De la misma manera, cuando estudiamos el átomo, nos encontramos con fenómenos microcósmicos. En la llama de una lámpara, encontramos calor y luz. Al examinarla más de cerca, una llama tiene las mismas cualidades innatas que un átomo. El agua en este vaso tiene el mismo sabor, color y forma que la del río Godavari. Esto es Aquello, Aquello es Esto. Cuando comprendemos este principio, lo comprendemos todo.

Dios es descrito en nuestras Escrituras como Anoraneeyaan Mahato Maheeyaan: más pequeño que lo más pequeño, más grande que lo más grande.

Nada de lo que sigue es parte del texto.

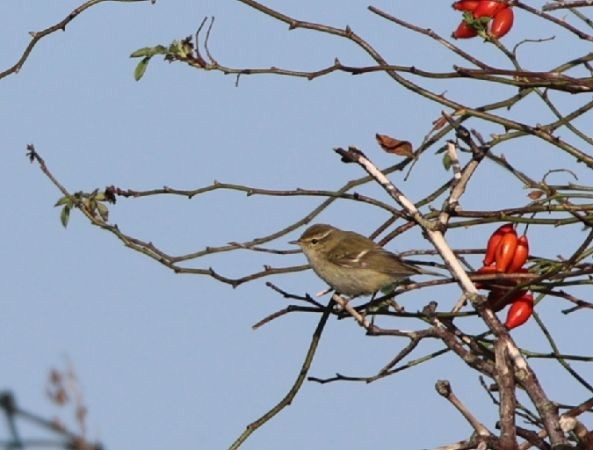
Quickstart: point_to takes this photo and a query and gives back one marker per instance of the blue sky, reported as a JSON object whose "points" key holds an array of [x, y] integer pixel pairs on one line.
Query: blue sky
{"points": [[170, 361]]}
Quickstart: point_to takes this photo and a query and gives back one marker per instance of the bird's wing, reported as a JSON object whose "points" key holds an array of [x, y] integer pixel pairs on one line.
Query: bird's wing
{"points": [[362, 250]]}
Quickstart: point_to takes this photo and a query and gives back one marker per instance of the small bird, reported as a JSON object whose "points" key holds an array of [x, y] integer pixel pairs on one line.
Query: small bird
{"points": [[353, 264]]}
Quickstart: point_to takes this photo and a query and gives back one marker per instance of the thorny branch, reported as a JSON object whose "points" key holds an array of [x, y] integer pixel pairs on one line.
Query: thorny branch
{"points": [[493, 353]]}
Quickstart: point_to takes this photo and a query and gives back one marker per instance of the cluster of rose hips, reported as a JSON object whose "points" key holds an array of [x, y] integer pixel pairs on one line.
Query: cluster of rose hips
{"points": [[507, 253], [477, 13]]}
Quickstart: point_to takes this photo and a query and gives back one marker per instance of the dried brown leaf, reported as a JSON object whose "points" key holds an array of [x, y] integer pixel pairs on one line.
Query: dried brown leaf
{"points": [[535, 195], [395, 146]]}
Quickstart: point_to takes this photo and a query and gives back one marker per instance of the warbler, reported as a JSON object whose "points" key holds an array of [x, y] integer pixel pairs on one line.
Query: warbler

El universo es realmente un reflejo de las mismas fuerzas presentes en un átomo. Sin la combinación de átomos, el universo no puede existir. El principio que está presente en todo es únicamente la Divinidad.

Esto es lo que el sabio Uddalaka enseñó a su hijo. —Hijo, Dios está en todas partes. Observa la relación entre un átomo y el cosmos, y comprenderás el Atma y el Paramatma. Ve a la casa y trae azúcar y agua. Su hijo obedeció. Uddalaka dijo: —Observa el azúcar cuidadosamente. El chico lo miró y lo palpó. Luego lo mezcló en el agua. Entonces Uddalaka le pidió que encontrara el azúcar. El azúcar no podía recogerse con la mano, porque se había disuelto. Sin embargo, su presencia podía probarse al poner sobre la lengua una gota del agua. ¿Dónde estaba el azúcar? No se puede decir que estaba «aquí» o «allí». Estaba en el agua, en todas sus partes.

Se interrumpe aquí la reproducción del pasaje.